There’s a different kind of momentum that’s an expression of being. This momentum is characterized by a conscious aliveness.
There’s a world of difference between manipulating our emotions to force ourselves to feel what we think we should be feeling, and truly feeling our authentic being. The consequence is that we tend to invalidate our actual experience by imagining it should be other than it is.
Can we receive our experience as valid, as it unfolds? Or do we think something else ought to be happening? The moment we don’t accept our experience as the truth, we’ve strayed from the straight and narrow.
This was the great insight of the Buddha, who tried for six years to manipulate his experience, until he finally surrendered to simply being.
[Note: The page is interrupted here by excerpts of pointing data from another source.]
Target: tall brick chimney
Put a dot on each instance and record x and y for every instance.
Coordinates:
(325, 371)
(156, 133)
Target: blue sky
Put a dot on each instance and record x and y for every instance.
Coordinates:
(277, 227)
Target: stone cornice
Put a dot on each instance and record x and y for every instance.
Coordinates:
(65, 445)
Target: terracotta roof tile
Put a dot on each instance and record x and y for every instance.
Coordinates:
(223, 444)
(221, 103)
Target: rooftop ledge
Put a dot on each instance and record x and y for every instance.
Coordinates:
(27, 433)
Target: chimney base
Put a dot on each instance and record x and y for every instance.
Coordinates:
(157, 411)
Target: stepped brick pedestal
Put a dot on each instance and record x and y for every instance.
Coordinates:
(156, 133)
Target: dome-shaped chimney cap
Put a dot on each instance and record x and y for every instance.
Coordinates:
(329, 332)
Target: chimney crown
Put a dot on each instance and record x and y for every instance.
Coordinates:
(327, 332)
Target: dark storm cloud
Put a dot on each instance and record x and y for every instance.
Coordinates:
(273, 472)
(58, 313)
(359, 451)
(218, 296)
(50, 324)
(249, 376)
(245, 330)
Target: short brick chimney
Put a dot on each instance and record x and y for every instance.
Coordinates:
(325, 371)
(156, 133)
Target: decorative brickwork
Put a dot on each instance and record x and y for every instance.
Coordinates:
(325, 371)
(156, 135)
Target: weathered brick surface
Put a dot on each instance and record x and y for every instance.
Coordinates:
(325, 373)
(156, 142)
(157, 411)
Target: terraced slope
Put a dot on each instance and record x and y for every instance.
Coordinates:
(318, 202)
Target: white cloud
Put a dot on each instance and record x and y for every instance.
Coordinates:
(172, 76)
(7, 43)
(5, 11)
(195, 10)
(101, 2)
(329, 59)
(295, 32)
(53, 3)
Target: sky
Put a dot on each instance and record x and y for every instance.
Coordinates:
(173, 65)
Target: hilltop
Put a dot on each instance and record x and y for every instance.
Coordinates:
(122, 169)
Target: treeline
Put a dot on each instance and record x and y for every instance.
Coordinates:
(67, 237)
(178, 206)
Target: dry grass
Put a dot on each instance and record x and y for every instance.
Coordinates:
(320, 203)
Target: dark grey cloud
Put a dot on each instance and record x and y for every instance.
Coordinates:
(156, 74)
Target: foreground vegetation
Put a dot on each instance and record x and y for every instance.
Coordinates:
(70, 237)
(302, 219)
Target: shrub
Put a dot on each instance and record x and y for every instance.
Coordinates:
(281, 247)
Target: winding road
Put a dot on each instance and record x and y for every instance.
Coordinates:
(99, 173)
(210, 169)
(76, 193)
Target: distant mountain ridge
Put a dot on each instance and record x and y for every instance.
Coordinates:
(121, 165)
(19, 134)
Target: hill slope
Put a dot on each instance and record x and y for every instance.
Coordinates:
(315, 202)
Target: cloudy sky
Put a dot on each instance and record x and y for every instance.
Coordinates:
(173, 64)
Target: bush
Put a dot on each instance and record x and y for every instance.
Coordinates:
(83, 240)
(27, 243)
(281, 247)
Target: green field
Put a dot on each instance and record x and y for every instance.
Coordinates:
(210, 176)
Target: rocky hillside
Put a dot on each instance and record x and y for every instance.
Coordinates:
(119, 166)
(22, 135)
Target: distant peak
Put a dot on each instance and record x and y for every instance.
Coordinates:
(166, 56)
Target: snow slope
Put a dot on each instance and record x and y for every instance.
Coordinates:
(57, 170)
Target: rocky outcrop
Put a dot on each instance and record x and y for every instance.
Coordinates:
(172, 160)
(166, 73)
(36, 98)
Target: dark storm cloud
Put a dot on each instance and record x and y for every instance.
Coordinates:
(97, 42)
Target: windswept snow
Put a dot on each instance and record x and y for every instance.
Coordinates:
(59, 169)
He became present in his experience exactly as it presented (present-ed) itself.
To enter into life by what Jesus called the “narrow gate” and the “straight way” — the straight and narrow — is to embrace our experience as valid and to see what’s happening as required.
In stating “I am the way, the truth, and the life,” Jesus was validating his experience. Our authentic experience is the narrow way, the true way that leads to the fullness of life. No one enters into a present moment experience of our Source in any other way than the way Jesus did.
All doing originates in the manipulation of our true feelings to align with how we think our lives should be. To die to our mental concept of ourselves and all the doing we engage in to try to live up to our expectation of how things should turn out, and instead cross the bridge into being, is the only way to the fulfillment for which we have always longed.
Especially in these perilous times, being is also the only truly comfortable, safe way to live.